The state must retain control of strategic and systemically important companies, Putin said
President Vladimir Putin will allow foreign investors to bid for stakes in some of Russia’s largest companies as the government prepares its most ambitious asset-sale program in years to close a widening budget gap.
“Russia was and remains open for foreign investment and Russia is interested in attracting new foreign partners,” his spokesman, Dmitry Peskov, said Tuesday, a day after Putin said only Russia-based investors would be eligible.
With plunging crude prices and sanctions over Ukraine prolonging the worst recession of the Putin era, Russia is debating offering shares in companies including oil producer Rosneft OJSC, lender VTB Bank PJSC and rail monopoly Russian Railways JSC.
Privatization has been a hot-button issue in Russia since a handful of insiders snapped up some of the country’s choicest assets at rock-bottom prices in the 1990s, turning them into billionaires almost overnight. After Putin came to power in 2000, he promised to destroy oligarchs “as a class.”
“New owners of privatized assets must have Russian jurisdiction,” Putin told the heads Rosneft, VTB, Russian Railways, Aeroflot PJSC, Alrosa PAO and Bashneft PAO on Monday, leading to speculation foreign investors wouldn’t be allowed to participate.
Peskov said that Putin ordered the government to conduct further work on the program and that his comments on jurisdiction were intended for a Russian audience.
“If the question is about a foreign investor, that’s one thing. If it’s about a Russian investor, it must not be another offshore scheme,” Peskov said.

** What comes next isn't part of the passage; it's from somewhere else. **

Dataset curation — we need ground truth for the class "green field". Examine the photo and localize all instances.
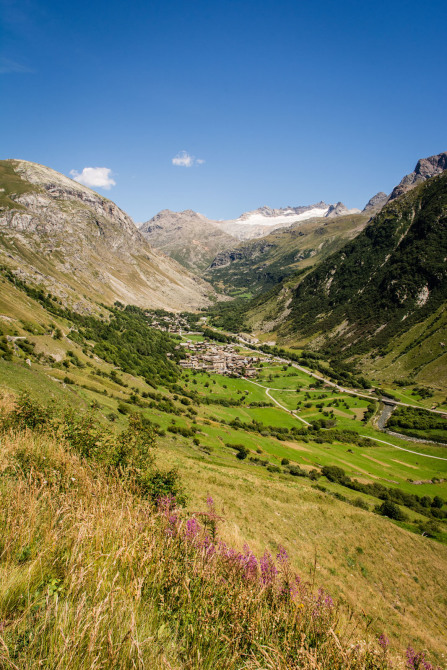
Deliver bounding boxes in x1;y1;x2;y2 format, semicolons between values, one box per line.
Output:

The Finance Ministry has said it wants to raise about 1 trillion rubles ($13 billion) selling stakes in state companies over two years.
The budget’s in a “critical” situation and, given the global turbulence in financial markets, there’s no use waiting for more favorable conditions, Economy Minister Alexei Ulyukayev said at a meeting of the ministry’s council on Tuesday.
The government is considering broadening the list of major enterprises to be privatized in 2016, according to Ulyukayev’s deputy, Olga Dergunova.
Russia’s economy is less diversified “than it was in Soviet times” and ending its over-reliance on commodities is “most doable when the oil price is $30,” Suma Chakrabarti, president of the European Bank for Reconstruction and Development, said in an interview in Bucharest, Romania. “It’s not going to be doable when the oil price is $80 or $90. It’s most doable now.”
The ruble weakened 2.8 percent to 79.5909 per dollar at 4:34 p.m. in Moscow as oil prices renewed their slide. Brent crude, used to price Russia’s main export blend, was down 4.4 percent at $32.75 per barrel at 1:26 p.m. on the London-based ICE Futures Europe exchange.
Russia, which relies on oil and natural gas for almost half of its budget revenue, pumped a post-Soviet record 10.878 million barrels per day in January, adding to a global glut that has pushed prices to a 12-year low.
Buyers of privatized assets won’t be able to finance deals with loans from state-run banks and any sales “must take account of market conditions,” Putin said at the Kremlin meeting. Shares shouldn’t be sold “at a knockdown price,” while the state must retain control of strategic and systemically important companies, he said.
Putin last week ruled out selling a stake in Sberbank PJSC, Russia’s biggest lender.